OSICAT

Une étude clinique et un projet de télémedecine du CHU de Toulouse visant à évaluer l'apport médical et économique d'un programme de télésuivi à domicile des patients souffrant d'insuffisance cardiaque.

Médecin de proximité, quel est mon rôle dans l'étude ?

Rôle dans le bras « contrôle »

Le suivi engage au respect des règles de bonne pratique. Il n'y a aucun changement pour le professionnel de santé.
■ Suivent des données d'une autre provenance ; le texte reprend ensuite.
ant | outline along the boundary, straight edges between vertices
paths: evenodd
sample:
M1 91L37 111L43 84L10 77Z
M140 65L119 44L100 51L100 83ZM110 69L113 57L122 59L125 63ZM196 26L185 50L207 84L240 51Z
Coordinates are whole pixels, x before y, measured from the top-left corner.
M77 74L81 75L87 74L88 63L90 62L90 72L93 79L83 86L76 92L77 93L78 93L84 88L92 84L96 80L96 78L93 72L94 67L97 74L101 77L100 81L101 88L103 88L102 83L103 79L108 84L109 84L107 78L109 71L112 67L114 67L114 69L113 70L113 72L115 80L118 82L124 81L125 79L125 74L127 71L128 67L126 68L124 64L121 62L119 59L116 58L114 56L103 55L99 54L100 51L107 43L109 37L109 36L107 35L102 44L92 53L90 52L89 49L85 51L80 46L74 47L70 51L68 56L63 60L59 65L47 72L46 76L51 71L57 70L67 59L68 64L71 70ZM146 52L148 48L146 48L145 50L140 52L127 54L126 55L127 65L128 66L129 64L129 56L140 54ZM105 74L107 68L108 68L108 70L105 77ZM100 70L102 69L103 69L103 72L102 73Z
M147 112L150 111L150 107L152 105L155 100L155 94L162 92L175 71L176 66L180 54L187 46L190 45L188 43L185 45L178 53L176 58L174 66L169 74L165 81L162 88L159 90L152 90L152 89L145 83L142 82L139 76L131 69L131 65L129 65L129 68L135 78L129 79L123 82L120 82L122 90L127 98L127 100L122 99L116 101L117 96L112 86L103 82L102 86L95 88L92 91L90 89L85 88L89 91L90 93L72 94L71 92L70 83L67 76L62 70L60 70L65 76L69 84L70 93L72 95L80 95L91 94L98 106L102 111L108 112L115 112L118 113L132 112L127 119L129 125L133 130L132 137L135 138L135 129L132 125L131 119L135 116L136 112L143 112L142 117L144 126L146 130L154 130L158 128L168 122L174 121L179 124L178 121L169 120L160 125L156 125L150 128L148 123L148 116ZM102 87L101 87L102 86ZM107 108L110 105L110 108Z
Rôle dans le bras « télésuivi »

Le médecin généraliste du patient est dès le départ impliqué dans la prise en charge ambulatoire. En effet, les données recueillies grâce au pèse-personne et au boitier permettent de rédiger des rapports de l'évolution des symptômes de son patient. Ces rapports lui sont transmis tous les 2 mois. Ces rapports sont également envoyés au cardiologue référent.

De plus lors d'alerte validée le médecin référent a accès à un rapport d'évolution du poids et des symptômes, lui permettant ainsi de prendre les mesures qu'il juge pertinentes. Ce rapport sont également envoyés au cardiologue référent.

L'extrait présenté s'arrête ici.